Hello again, Kevis, and congratulations on your book! 

Please note that KindleBoards is a Readers and Kindle Fan forum. Authors are always welcome to post anywhere but, as you browse the 'boards, please keep in mind that self-promotion, of any sort, is ONLY allowed here in the Book Bazaar.

A brief recap of our rules follows: (Note that this doesn't mean you've done anything wrong; we just want you to have a ready reference, so post this note in every thread.  )

--*Please bookmark this thread (using your browser's bookmark/favorite function) so you can update it and add to it when there is more information, as we ask that authors have only one thread per book.* You may start a separate thread for each book (or you may have one thread per series of books, or one thread for all of your books, it's your choice).

--We invite you to use your book cover as your avatar and have links to your book and website in your signature. Instructions are posted here

--While you may respond to member posts to your thread at any time, you may only bump your thread (back-to-back posts by you) once every seven days. Once you've responded to a member, that resets the clock to zero and you must wait seven days to post, unless another member posts before then.

--We ask that Amazon reviews not be repeated here as they are easy to find at your book link. Also, full reviews from other sites should not be posted here, but you may post a short blurb and a link to the full review instead.

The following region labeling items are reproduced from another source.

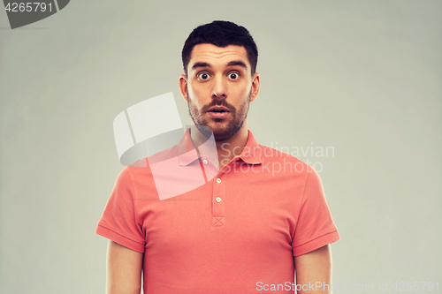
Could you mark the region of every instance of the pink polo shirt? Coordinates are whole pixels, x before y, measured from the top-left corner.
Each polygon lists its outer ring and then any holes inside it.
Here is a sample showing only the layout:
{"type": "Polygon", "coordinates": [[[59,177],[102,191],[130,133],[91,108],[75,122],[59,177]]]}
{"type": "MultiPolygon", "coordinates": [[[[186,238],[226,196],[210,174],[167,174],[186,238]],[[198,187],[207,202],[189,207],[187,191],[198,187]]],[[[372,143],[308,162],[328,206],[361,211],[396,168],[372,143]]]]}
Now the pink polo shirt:
{"type": "MultiPolygon", "coordinates": [[[[188,132],[164,154],[176,155],[179,170],[202,170],[204,162],[207,183],[160,200],[149,164],[126,167],[96,227],[96,234],[144,253],[144,293],[257,293],[260,285],[288,285],[293,256],[339,239],[309,165],[259,145],[248,131],[241,155],[217,171],[208,156],[179,152],[188,132]]],[[[280,292],[294,292],[287,289],[280,292]]]]}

--Although self-promotion is limited to the Book Bazaar, our most successful authors have found the best way to promote their books is to be as active throughout KindleBoards as time allows. This is your target audience--book lovers with Kindles! Please note that putting link information in the body of your posts constitutes self promotion; please leave your links for your profile signature that will automatically appear on each post. For information on more ways to promote here on KindleBoards, be sure to check out this thread:
Authors: KindleBoards Tips & FAQ.

All this, and more, is included in our  Forum Decorum. Be sure to check it from time to time for the current guidelines and rules.

Thanks for being part of KindleBoards! Feel free to send us a PM if you have any questions.

Betsy & Ann
Book Bazaar Moderators


----------



## Kevis Hendrickson (Feb 28, 2009)

Thanks for the heads up and the good wishes, Ann.


----------



## Kevis Hendrickson (Feb 28, 2009)

A brave knight is hunted for committing an unspeakable crime against the lord of the woods. He is determined to elude his captors until an unexpected figure forces him to confront the darkness brewing in his soul. A perilous choice stands before him that will determine his fate. Pryde's Choice is the first of a brand new series of fantasy short stories and is available for download at Amazon. Get your copy today!


----------



## mamiller (Apr 28, 2009)

I absolutely LOVE this cover.  Another must-read from Kevis.


----------



## Kevis Hendrickson (Feb 28, 2009)

mamiller said:


> I absolutely LOVE this cover. Another must-read from Kevis.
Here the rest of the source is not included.